As part of an RNA seq course I planned to let my students calculate the p-value (calculated by cuffdiff 2) for differential expression by hand using emperically derived distributions.
However, upon doing so I got problems with the formula E[ log[Y] ] / Var[ log[Y] ] which is considered to be the Test statistic. I would appreciate if someone could consider the issue.
If I understood correctly, the T statistic should be derivable by first creating a log( fold_change) distribution by dividing the FPKM distibutions of condition 1 by that of condition 2 and taking the log of the distribution. According to the formula the mean divided by the variance of this distribution should give the T statistic. However, when I do this in an empirical fashion I only obtain the T statistic by diving the mean by the SD. (Which actually makes more sense to me). Is this correct or am I missing an important fact here. Down I provide a summary of the reconstruction (partially R code) I used for this purpose.

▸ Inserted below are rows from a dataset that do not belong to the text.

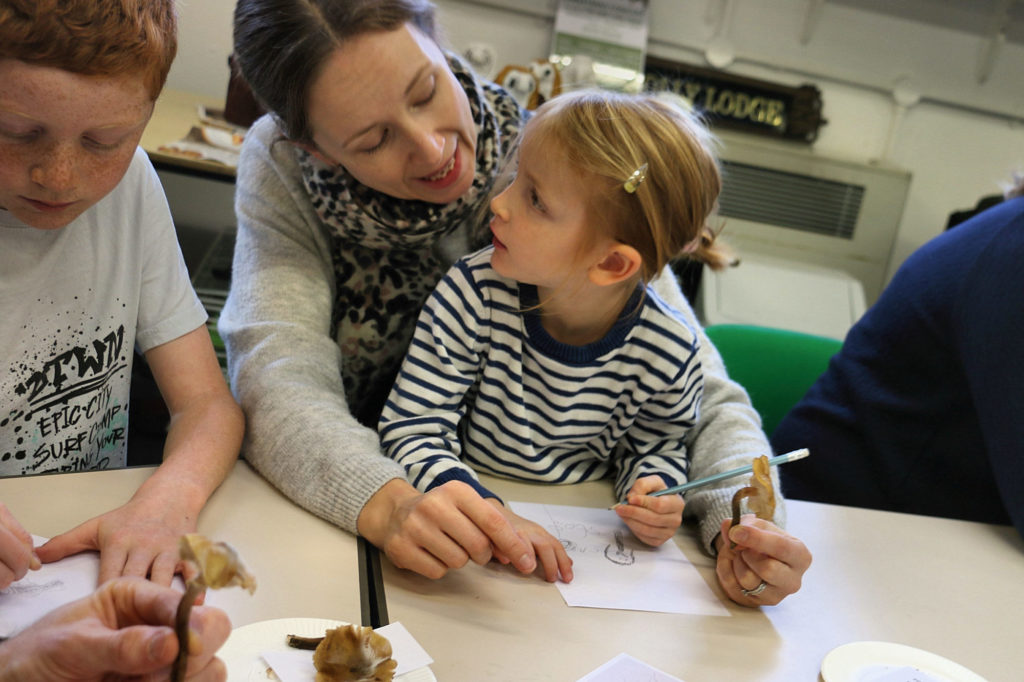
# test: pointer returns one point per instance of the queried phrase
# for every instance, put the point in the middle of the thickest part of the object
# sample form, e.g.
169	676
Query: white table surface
952	588
304	566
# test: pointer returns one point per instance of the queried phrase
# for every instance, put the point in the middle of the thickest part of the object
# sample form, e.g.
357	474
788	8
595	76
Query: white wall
962	140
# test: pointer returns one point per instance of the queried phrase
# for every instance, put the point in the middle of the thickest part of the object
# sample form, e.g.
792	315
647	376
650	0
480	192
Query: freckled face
66	139
387	108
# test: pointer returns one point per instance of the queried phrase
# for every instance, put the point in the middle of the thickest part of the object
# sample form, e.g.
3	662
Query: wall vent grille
790	200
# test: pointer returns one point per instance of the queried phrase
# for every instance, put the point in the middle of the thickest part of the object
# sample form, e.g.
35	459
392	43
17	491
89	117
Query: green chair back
775	366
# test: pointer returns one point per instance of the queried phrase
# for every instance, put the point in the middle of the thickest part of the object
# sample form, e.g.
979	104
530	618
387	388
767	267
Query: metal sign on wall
741	103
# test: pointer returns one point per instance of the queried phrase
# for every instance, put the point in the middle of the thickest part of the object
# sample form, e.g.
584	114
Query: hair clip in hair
634	180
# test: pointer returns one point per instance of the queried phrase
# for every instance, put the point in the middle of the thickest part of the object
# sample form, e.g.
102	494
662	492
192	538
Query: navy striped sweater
484	387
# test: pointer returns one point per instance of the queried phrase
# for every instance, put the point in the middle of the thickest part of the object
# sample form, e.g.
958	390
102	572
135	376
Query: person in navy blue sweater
923	409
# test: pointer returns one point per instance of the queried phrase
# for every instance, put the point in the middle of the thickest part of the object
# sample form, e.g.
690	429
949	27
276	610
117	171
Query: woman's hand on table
652	520
548	549
137	539
123	630
16	554
763	553
444	528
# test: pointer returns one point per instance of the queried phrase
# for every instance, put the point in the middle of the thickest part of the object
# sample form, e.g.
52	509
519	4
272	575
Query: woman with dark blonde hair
368	178
548	355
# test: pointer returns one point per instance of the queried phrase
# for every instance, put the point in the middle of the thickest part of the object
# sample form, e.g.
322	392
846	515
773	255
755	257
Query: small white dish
865	662
242	652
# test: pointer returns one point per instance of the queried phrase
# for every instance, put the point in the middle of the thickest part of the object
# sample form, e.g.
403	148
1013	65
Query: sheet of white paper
625	668
53	585
613	569
297	666
41	591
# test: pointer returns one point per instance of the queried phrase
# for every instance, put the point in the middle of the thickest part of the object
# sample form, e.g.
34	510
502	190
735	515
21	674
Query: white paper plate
861	662
242	652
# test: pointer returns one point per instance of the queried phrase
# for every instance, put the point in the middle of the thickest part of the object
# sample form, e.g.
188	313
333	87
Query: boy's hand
124	630
653	520
550	552
138	539
16	554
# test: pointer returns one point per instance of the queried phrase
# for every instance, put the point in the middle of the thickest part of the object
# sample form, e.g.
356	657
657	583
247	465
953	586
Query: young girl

Thanks in advance and greetings, Edouard
the corresponding line from cuffdiff. ( 2.97091) is the test statistic.
#AT1G78870.2-4065-0 AT1G78870 - Chr1:29650453-29652593 q1 q2 OK 39.5705 30.852 -0.35906 2.97091 0.0029691
##corresponding R code (I recalculated the BNB parameters from the cuffdiff output files).
condition1 = rnbinom( 100000, p = rbeta( 100000, shape1 = 11516.9 , shape2 = 14527 ), size = 569 ) condition2 = rnbinom( 100000, p = rbeta( 100000, shape1 = 7586.58 , shape2 = 7108.11 ), size = 605 )
#convert the count distributions to FPKM distributions condition1 = condition1 * ( 39.5705 / mean( condition1 ) ) condition2 = condition2 * ( 30.852 / mean( condition2 ) )
#calculate log fold change distribution fold_change = log( condition1 / condition2 )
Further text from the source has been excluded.